Pancreatic Enucleation: Improved Outcomes Compared to Resection
Kathryn M. Dalbec*, Christy E. Cauley, Henry a. Pitt, Attila Nakeeb, C. Max Schmidt, Nicholas J. Zyromski, Michael G. House, Keith D. Lillemoe
Surgery, IN Univ School of Medicine, Indianapolis, IN
BACKGROUND: Pancreatic enucleation is associated with a lower postoperative mortality than pancreatic resection. Enucleation also has the potential advantages of reduced morbidity and preservation of pancreatic parenchyma. However, enucleation is an uncommon operation, and good comparative data with resection are lacking. Therefore, the aim of this analysis was to compare the outcomes of pancreatic enucleation and resection.METHODS: From 1998 through 2010, 45 patients with small (mean 2.3 cm, range 0.5-5.5 cm) neuroendocrine tumors (49%), mucinous cystic tumors (22%), serous/simple cysts (20%) and other benign lesions (9%) underwent pancreatic enucleation.

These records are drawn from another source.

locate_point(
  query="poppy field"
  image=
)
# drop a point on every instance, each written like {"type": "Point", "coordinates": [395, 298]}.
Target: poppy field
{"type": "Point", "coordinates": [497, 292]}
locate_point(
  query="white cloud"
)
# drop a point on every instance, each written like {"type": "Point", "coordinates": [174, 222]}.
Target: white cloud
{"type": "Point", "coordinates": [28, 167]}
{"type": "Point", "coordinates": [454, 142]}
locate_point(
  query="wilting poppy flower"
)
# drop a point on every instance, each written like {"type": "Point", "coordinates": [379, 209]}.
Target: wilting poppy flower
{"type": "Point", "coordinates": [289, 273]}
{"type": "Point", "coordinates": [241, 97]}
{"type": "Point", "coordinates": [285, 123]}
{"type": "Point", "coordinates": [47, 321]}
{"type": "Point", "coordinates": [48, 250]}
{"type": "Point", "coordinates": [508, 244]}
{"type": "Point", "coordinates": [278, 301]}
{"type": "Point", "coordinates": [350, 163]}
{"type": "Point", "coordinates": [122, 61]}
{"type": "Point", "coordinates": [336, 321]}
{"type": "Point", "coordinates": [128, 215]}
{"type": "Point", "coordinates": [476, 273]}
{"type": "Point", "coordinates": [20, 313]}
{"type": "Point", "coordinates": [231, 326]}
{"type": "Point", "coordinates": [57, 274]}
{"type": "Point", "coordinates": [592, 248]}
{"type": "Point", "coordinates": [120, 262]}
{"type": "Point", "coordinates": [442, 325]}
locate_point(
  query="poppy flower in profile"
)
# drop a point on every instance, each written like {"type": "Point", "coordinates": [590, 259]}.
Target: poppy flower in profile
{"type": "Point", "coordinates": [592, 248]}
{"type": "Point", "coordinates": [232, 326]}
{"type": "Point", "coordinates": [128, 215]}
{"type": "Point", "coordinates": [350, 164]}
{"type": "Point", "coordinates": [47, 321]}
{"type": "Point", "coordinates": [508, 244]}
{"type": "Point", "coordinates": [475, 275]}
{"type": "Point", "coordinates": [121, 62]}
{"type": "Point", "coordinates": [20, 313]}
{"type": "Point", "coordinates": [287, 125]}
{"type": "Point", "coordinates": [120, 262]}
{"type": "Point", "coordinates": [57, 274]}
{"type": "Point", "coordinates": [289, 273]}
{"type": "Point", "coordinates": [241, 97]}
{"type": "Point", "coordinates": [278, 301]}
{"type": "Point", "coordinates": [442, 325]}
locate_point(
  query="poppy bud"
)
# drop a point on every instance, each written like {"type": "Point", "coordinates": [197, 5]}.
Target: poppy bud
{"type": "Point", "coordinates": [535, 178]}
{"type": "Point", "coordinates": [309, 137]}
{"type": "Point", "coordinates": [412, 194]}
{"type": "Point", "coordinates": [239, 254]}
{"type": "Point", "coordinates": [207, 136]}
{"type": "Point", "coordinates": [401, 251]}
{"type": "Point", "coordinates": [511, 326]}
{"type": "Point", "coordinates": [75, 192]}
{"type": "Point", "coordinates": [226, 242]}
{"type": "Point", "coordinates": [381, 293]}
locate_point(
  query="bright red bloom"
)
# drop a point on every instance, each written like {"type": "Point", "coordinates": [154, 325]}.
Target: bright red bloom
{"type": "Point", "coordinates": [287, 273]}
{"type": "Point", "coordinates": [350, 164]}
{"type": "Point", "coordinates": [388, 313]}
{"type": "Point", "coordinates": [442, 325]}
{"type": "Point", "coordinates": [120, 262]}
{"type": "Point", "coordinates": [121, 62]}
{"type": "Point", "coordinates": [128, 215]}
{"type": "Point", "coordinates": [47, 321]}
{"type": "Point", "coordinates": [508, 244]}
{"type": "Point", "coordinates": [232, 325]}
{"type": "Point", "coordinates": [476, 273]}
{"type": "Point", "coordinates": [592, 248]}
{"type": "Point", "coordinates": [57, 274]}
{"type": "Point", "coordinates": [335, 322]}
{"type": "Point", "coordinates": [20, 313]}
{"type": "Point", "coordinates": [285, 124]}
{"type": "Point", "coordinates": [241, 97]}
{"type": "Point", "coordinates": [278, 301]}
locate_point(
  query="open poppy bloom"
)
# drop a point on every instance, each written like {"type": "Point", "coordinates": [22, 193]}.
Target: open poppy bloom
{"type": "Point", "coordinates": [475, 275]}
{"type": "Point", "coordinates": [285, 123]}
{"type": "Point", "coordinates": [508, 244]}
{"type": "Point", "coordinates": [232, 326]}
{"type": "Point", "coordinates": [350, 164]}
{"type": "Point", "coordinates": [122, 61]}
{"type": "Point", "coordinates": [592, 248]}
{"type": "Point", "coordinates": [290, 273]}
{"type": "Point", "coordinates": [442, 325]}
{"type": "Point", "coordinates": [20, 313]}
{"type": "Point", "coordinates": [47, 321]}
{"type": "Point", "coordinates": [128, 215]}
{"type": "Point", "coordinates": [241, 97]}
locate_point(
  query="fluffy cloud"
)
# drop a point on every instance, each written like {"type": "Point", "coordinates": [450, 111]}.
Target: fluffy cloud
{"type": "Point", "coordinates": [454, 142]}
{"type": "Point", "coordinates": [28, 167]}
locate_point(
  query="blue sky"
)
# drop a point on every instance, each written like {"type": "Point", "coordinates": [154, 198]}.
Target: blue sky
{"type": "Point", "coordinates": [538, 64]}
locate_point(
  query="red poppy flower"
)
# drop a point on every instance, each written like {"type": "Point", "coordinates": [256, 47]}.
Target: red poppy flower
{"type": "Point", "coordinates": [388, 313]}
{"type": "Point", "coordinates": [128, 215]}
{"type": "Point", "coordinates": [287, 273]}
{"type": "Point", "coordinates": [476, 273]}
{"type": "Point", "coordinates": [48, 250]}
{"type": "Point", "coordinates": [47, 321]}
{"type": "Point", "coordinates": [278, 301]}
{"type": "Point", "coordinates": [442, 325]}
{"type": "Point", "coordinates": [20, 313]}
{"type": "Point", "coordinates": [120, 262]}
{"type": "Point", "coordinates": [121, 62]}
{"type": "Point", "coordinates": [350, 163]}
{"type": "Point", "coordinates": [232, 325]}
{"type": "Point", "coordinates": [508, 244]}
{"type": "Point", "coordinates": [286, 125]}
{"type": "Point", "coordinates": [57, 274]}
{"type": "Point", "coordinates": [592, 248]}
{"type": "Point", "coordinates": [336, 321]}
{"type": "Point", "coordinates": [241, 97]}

Since 2005, 16 of 31 enucleations (52%) were performed laparoscopically or robotically. These 45 patients were matched by age, gender, pathology, lesion size and location as well as by year of surgery and approach (open vs. laparoscopic or robotic) with 45 patients undergoing pancreatoduodenectomy (n=19) or distal pancreatectomy (n=26). Serious morbidity included Grade B and C pancreatic fistuls and was otherwise defined in accordance with the American College of Surgeons- National Surgical Quality Improvement Program. Outcomes were compared with standard statistical analyses.RESULTS: Operative time was nearly two hours shorter for enucleation (183 vs 279 mins, p<0.05). Operative blood loss was significantly lower with enucleation (160 vs 788 ml, p<0.05). Fewer patients undergoing enucleation required monitoring in an Intensive Care Unit (18 vs 44%, p<0.05). Serious morbidity was significantly less among patients who underwent enucleation compared to those who had a resection (13 vs 36%, p<0.05). None of the 45 enucleation patients died within 30 days whereas one resection patient (2.2%) died postoperatively. Median postoperative length of stay was two days less for enucleation patients (6 vs 8 days). Only three enucleation patients (7%), all with insulinomas, developed new postoperative diabetes, and none had new exocrine insufficiency after surgery.CONCLUSION: Compared to resection, pancreatic enucleation is associated with improved operative and postoperative outcomes. For small benign and premalignant pancreatic lesions, enucleation should be considered the procedure of choice when technically appropriate.